2. "SUICIDE" WAS AN EARLY SQUARE.
In less politically correct times, Bradley’s earliest version of Life offered both great reward—advanced education, marriage—and significant penalties for making poor choices. Instead of a prosperous retirement, players could find themselves on “Suicide,” a square marked with a head encased by a noose. You could also find yourself upon “Ruin,” where you fall over drunk and destitute.
3. CIVIL WAR SOLDIERS LOVED IT.
Sensing a need to supply Civil War soldiers with items to occupy their minds, Bradley offered a bundled game set that included chess, checkers, dominoes, and his own Checkered Game of Life.
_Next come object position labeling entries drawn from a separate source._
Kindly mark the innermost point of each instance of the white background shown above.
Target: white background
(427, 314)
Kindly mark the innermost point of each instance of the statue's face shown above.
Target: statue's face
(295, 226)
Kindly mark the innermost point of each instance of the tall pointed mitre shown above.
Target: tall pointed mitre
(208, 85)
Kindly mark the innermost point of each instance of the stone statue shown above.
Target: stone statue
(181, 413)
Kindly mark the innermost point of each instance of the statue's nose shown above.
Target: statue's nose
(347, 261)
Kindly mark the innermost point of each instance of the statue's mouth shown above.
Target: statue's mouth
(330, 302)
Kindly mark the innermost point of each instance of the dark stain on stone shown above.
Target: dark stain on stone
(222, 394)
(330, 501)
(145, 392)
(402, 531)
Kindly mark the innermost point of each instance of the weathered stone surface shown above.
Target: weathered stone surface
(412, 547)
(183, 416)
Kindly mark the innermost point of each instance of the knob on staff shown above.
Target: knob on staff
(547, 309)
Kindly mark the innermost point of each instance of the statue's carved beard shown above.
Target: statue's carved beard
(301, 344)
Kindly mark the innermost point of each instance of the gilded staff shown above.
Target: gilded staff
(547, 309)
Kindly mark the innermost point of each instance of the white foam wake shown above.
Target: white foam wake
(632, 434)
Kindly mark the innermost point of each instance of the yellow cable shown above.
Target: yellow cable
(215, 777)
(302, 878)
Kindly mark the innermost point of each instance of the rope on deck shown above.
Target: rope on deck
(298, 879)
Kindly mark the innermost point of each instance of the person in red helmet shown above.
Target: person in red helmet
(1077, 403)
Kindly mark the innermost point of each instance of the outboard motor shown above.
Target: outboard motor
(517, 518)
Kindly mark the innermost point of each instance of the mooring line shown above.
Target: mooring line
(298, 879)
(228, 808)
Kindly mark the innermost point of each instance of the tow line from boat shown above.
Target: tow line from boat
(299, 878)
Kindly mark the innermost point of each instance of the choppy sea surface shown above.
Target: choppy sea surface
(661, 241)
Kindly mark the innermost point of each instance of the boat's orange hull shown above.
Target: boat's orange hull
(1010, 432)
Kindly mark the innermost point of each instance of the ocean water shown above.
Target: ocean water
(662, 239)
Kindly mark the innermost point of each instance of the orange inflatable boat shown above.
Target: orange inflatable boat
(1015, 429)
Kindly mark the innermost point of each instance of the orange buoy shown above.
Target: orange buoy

At less than five ounces, the package was small and light enough to be mailed virtually anywhere; Bradley advertised it as “just the thing” to send to members of the armed forces during Christmas.
4. IT WAS REINVENTED IN 1960.
To commemorate the game’s 100th anniversary in 1960, Milton Bradley gave freelance designer Reuben Klamer a task: update and retool Bradley’s original idea for contemporary audiences. Klamer added a spinner, tiny plastic avatars in automobiles, piles of cash, and removed most of the more morbid fates for players. The revised, suicide-free edition has gone on to sell over 50 million copies.
5. ART LINKLETTER HELPED SELL IT.
Klamer had a relationship with television host Art Linkletter stemming from an attempt to imitate the success of Wham-O’s Hula Hoop with their Spin-A-Hoop. When Klamer designed the new Life, Linkletter promoted it heavily on air and even appeared on boxes with the quote, “I heartily endorse this family game.” The $10,000 bills were printed with his face on them.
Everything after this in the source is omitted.